From the more than 480 neighborhoods in London we found the ~50 most reasonable choices for opening up a cafe or restaurant. This has been achieved by a Cluster analysis of the most frequent venues in each of these neighborhoods. The results show that it is advantageous to locate a new establishment outside of the city center, which is what one could already have expected from the beginning. One exception to this trend is 'Newington', which lies relatively in the heart of London but can be considered the optimum choice within the direct surrounding.

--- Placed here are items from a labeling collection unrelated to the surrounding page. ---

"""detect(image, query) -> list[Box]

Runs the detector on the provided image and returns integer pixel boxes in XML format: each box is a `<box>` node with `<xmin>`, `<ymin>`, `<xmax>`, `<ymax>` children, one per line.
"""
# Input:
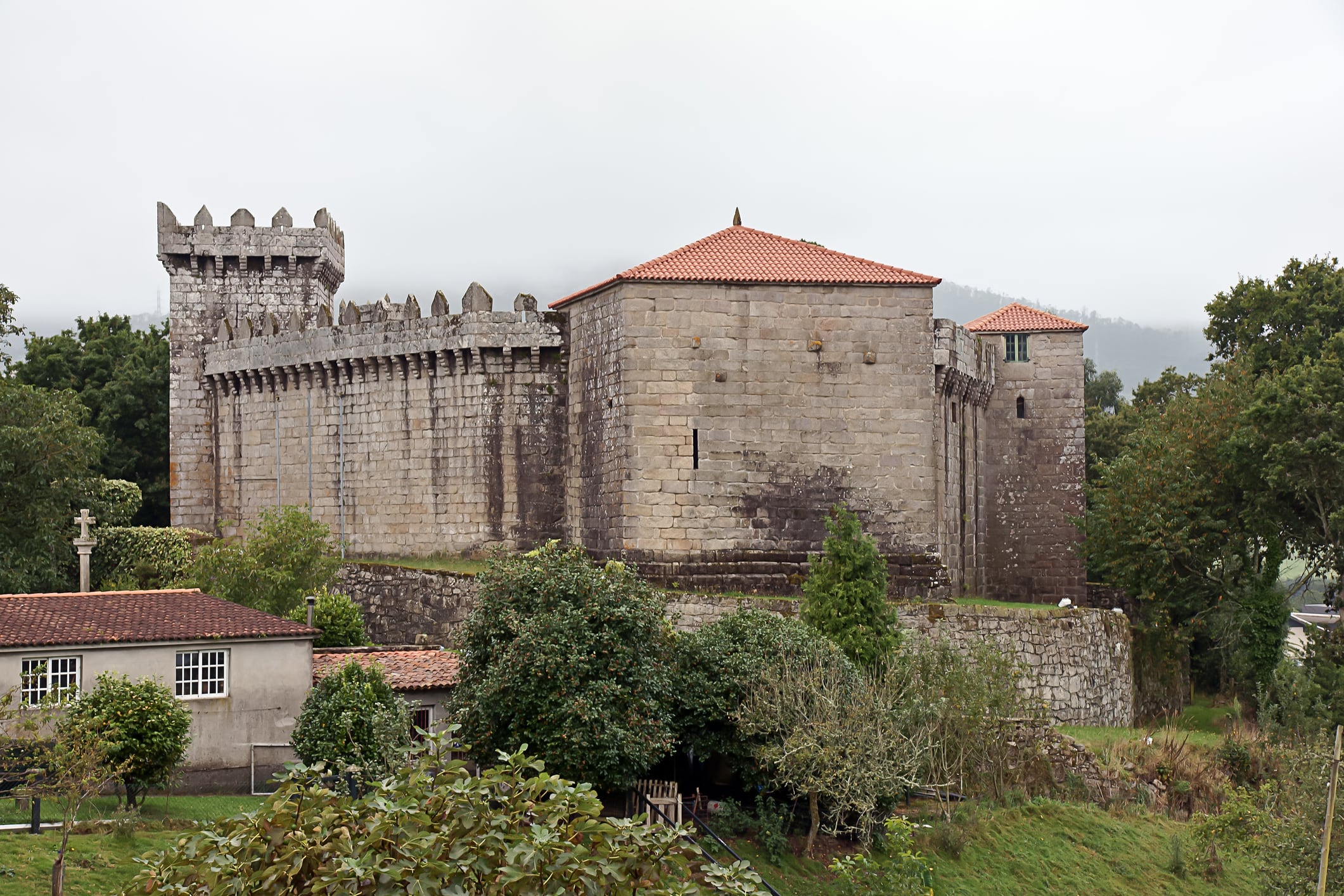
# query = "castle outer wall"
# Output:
<box><xmin>981</xmin><ymin>332</ymin><xmax>1087</xmax><ymax>603</ymax></box>
<box><xmin>158</xmin><ymin>205</ymin><xmax>1085</xmax><ymax>602</ymax></box>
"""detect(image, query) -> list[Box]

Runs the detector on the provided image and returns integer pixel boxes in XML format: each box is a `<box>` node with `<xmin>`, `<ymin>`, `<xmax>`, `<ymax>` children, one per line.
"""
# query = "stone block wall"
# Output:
<box><xmin>900</xmin><ymin>603</ymin><xmax>1134</xmax><ymax>726</ymax></box>
<box><xmin>933</xmin><ymin>317</ymin><xmax>995</xmax><ymax>595</ymax></box>
<box><xmin>340</xmin><ymin>563</ymin><xmax>1134</xmax><ymax>726</ymax></box>
<box><xmin>337</xmin><ymin>563</ymin><xmax>476</xmax><ymax>646</ymax></box>
<box><xmin>195</xmin><ymin>286</ymin><xmax>566</xmax><ymax>556</ymax></box>
<box><xmin>158</xmin><ymin>203</ymin><xmax>345</xmax><ymax>532</ymax></box>
<box><xmin>982</xmin><ymin>332</ymin><xmax>1086</xmax><ymax>603</ymax></box>
<box><xmin>570</xmin><ymin>282</ymin><xmax>941</xmax><ymax>594</ymax></box>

There are, however, more aspects one could take into consideration when searching for an ideal location of a new restaurant/cafe. Some examples would be: Number of tourist, population density, availability of objects for renting, distinction between certain kinds of restaurants/cafes, and others. Such information is more difficult to obtain for each of the neighborhoods, so we left it out in this analysis. 

## 5. Conclusion

In a realistic scenario, where a business owner is looking for an advantageous location for a future investment, other factors than mentioned so far should also play a substantial role. Will the restaurant rely mainly on tourist or normal residents? Is there enough staff available? What kind of food would my potential customers specially like, and is it possible to deliver this? What I presented here can seen as an additional aspect in a much broader decision making process

The project I present here was fun to code and play with. The outcome is for sure not perfect, but I think I was able to show that I understood the basic principles taught in the course.